Three Marys: Crucifixion by Dawn Williams Boyd
Used with permission.
https://www.dawnwilliamsboyd.com/

 

By Sister Janet M. Peterworth, OSU

They did not think it was going to end this way. The women did not dream they would be standing at the foot of a cross. But death is women’s work. Blood is women’s mark. While the other Evangelists mention women at a distance, it is John alone who notes that the women known as Mary, Jesus’ mother; her sister, Mary the wife of Clopas; and Mary from Magdala were standing near the cross, perhaps under the cross. And they were courageous, and they stood there because perfect love casts out fear.

Women are not afraid of death. In many cultures and down through the ages, it is women who prepare bodies for the grave and women who wash and clean the bodies and wrap them for burial processions. And more recently, it is sometimes women who accompany death row inmates to their final chamber.

Women are not afraid of blood either, for it is the flow of blood that turns a little girl into a young woman and it is the stopping of that flow of blood that turns a mature woman into a wisdom-filled crone. Women give birth in blood and water and thereafter stop bloody noses and tend to bloody knees and elbows.   
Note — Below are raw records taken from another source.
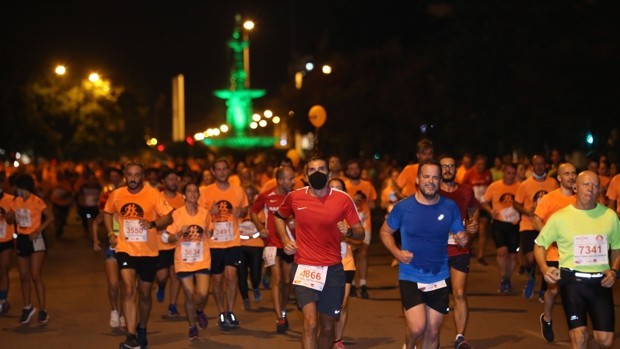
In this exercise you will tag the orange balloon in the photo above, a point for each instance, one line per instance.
(317, 116)
(293, 154)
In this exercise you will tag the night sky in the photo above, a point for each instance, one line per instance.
(546, 61)
(144, 44)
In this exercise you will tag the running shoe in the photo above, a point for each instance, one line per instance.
(115, 320)
(221, 321)
(27, 314)
(131, 342)
(161, 293)
(528, 290)
(193, 333)
(43, 317)
(172, 310)
(232, 320)
(202, 319)
(257, 296)
(5, 307)
(364, 292)
(461, 343)
(282, 325)
(546, 329)
(141, 332)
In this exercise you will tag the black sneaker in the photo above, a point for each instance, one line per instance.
(461, 343)
(364, 292)
(546, 329)
(232, 320)
(43, 317)
(221, 321)
(141, 333)
(131, 342)
(282, 325)
(193, 333)
(27, 314)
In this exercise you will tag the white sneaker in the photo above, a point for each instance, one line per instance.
(114, 319)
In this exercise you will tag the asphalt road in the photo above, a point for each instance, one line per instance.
(79, 310)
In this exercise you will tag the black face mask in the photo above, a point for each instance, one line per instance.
(318, 180)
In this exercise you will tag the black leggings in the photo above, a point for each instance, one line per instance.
(252, 259)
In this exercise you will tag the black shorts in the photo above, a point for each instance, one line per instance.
(460, 262)
(506, 235)
(185, 274)
(288, 258)
(166, 259)
(583, 296)
(26, 247)
(527, 240)
(349, 275)
(222, 257)
(145, 267)
(411, 295)
(329, 300)
(7, 245)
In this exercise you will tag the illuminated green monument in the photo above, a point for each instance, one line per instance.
(239, 97)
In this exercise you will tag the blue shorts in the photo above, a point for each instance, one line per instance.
(222, 257)
(145, 267)
(329, 300)
(411, 295)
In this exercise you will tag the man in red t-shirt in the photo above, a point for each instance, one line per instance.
(268, 202)
(319, 279)
(458, 257)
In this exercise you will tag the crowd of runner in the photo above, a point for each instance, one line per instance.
(229, 225)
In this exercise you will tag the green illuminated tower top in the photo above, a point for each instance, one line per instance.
(239, 96)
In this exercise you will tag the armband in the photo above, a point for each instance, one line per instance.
(165, 237)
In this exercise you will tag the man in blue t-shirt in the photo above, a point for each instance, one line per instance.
(425, 221)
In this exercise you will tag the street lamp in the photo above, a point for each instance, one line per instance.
(247, 26)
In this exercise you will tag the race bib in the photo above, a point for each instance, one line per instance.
(343, 249)
(191, 251)
(310, 276)
(510, 215)
(590, 250)
(222, 231)
(269, 255)
(134, 232)
(22, 215)
(431, 287)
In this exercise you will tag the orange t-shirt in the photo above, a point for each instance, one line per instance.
(221, 204)
(547, 205)
(192, 251)
(368, 189)
(501, 197)
(406, 180)
(613, 191)
(28, 214)
(176, 202)
(6, 230)
(529, 194)
(130, 208)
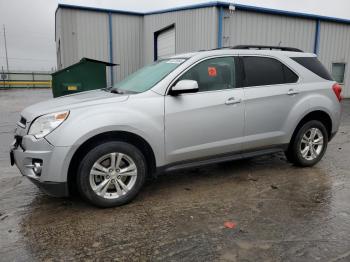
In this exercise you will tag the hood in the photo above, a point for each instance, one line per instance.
(84, 99)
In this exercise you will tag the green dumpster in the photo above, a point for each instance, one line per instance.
(87, 74)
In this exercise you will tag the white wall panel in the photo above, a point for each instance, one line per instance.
(335, 48)
(241, 27)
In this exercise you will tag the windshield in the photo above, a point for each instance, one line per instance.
(145, 78)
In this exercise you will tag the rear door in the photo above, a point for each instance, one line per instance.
(209, 122)
(270, 91)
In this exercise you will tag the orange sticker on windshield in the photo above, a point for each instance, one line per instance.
(212, 71)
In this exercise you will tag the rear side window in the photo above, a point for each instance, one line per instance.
(259, 71)
(314, 65)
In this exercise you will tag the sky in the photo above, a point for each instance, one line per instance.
(30, 24)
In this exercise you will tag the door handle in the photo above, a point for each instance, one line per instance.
(292, 92)
(232, 101)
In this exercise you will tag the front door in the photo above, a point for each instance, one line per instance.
(209, 122)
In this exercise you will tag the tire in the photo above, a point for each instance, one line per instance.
(105, 185)
(306, 149)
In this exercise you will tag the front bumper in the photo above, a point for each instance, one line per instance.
(50, 180)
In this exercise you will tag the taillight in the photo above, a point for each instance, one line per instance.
(337, 91)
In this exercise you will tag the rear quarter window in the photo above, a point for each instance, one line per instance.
(314, 65)
(260, 71)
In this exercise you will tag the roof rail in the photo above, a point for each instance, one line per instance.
(268, 47)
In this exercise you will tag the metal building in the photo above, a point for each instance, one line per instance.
(133, 39)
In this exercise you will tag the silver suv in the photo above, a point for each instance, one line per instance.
(184, 111)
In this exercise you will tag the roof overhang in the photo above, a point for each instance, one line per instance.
(213, 4)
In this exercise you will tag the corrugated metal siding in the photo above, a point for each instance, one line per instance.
(127, 33)
(83, 34)
(335, 48)
(69, 50)
(241, 27)
(92, 35)
(195, 30)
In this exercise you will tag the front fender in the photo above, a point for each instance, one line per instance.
(83, 124)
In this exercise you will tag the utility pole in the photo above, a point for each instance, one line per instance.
(7, 59)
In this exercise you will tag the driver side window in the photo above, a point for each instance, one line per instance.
(213, 74)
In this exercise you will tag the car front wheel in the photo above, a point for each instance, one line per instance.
(111, 174)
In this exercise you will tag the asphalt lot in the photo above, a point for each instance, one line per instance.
(282, 213)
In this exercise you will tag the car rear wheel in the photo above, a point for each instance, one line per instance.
(309, 144)
(111, 174)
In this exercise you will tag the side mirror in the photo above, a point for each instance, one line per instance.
(184, 86)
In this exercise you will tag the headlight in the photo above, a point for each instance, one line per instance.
(45, 124)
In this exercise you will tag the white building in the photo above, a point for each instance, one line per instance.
(133, 39)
The women near that cross were not afraid to look upon the bloodied head of Jesus nor the blood that spurted from the hands and feet when spikes were hammered through them. These women did not turn away or swoon when blood and water came from the pierced side of Jesus. Women stood under that cross and from then on women understood that cross.

They didn’t think it was going to end this way, but it had to. Jesus died this way because of the way he lived. Jesus lived a life of love and service and devotion especially to those who were on the margins…a woman who wanted only the scraps from the table, a woman who believed enough that she just needed to touch his hem, a little girl who was dead but then stood up and ate, a woman who had had five husbands, and a shunned woman who washed his feet with her tears and dried them with her hair. Those women knew Jesus as compassionate friend, liberator from burdens, consoling friend in sorrows, and ally of women’s strivings.

The blessing that women find in their relationship with Jesus today is no longer just private and spiritual—it is moving them into public and social domains and it inspires in them the struggle for freedom from structures of domination in every dimension of life. It is women’s relationship to Jesus that gives them courage to call the Church and society to conversion of hearts, minds, and structures that can reflect the reign of God through Jesus.

It wasn’t supposed to end this way. These women were not supposed to be standing under a cross, but thanks be to God, Good Friday did end this way, so that some women could find an empty tomb on Easter Sunday and go tell the men, “He is risen, He is not here.”

 

Standing by the cross of Jesus were his mother
and his mother’s sister, Mary the wife of Clopas,
and Mary of Magdala.
When Jesus saw his mother and the disciple there whom he loved
he said to his mother, “Woman, behold, your son.”
Then he said to the disciple,
“Behold, your mother.”
And from that hour the disciple took her into his home.

After this, aware that everything was now finished, 
in order that the Scripture might be fulfilled, 
Jesus said, “I thirst.”
There was a vessel filled with common wine.
So they put a sponge soaked in wine on a sprig of hyssop 
and put it up to his mouth.
When Jesus had taken the wine, he said,
“It is finished.”
And bowing his head, he handed over the spirit.